Webseite Ladezeit verbessern: So verlieren Sie keine Kunden mehr ans Warten

Dirk Meißner Dirk Meißner 6 Min. Lesezeit
Person wartet mit dem Smartphone in der Hand auf eine ladende Webseite, im Hintergrund eine Baustelle.

Stellen Sie sich vor: Bei einer Familie in Wilsdruff platzt am Sonntagabend ein Wasserrohr. Das Wasser steht im Flur, die Panik ist groß. Der Mann zückt das Handy und tippt “Klempner Notdienst Dresden” bei Google ein. Er klickt auf das erste Ergebnis. Die Seite fängt an zu laden. Ein graues Bild baut sich auf, ein Logo ruckelt rein, dann dreht sich noch ein Ladekreis. Nach vier Sekunden ist der Mann schon wieder weg und beim nächsten Treffer. Ihr Treffer. Der Auftrag war zum Greifen nah und ist trotzdem verloren. Nicht wegen des Preises, nicht wegen der Bewertungen, sondern wegen drei Sekunden zu viel.

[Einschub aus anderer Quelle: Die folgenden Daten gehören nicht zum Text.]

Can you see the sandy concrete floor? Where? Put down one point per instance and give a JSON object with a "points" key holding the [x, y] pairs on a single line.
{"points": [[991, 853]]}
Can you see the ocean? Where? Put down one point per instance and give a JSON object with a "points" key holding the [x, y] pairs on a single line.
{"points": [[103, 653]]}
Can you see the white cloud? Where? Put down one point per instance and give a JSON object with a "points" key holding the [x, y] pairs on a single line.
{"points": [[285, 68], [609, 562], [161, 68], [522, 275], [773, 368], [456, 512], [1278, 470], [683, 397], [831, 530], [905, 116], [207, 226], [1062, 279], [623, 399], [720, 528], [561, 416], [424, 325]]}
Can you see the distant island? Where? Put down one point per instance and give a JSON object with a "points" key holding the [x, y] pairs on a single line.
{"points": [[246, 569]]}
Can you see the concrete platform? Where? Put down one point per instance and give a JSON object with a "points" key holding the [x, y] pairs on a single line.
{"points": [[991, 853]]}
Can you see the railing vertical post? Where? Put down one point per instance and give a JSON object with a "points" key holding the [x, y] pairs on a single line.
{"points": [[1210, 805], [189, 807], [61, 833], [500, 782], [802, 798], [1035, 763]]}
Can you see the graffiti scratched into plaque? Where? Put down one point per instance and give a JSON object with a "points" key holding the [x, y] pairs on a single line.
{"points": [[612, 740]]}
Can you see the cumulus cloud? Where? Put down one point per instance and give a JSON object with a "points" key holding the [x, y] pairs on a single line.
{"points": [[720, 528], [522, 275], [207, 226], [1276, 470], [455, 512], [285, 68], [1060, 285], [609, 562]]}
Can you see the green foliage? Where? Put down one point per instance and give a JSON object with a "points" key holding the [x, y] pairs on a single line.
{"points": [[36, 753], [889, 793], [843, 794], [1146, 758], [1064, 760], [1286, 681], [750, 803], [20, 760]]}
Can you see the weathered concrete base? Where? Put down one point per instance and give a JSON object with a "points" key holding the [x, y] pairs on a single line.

Genau darum geht es bei der Ladezeit. Sie entscheidet darüber, ob ein Kunde Sie überhaupt kennenlernt.

Drei Sekunden, dann ist der Kunde weg

Die Zahlen sind eindeutig. Laut Google brechen 53 Prozent der mobilen Besucher den Aufruf ab, wenn eine Seite länger als drei Sekunden lädt. Über die Hälfte. Diese Menschen sehen Ihre Leistungen nie, lesen kein einziges Wort und finden Ihre Telefonnummer nicht. Steigt die Ladezeit von einer auf drei Sekunden, wächst die Wahrscheinlichkeit eines Absprungs um 32 Prozent. Jede zusätzliche Sekunde kostet Sie also Besucher und damit Anfragen.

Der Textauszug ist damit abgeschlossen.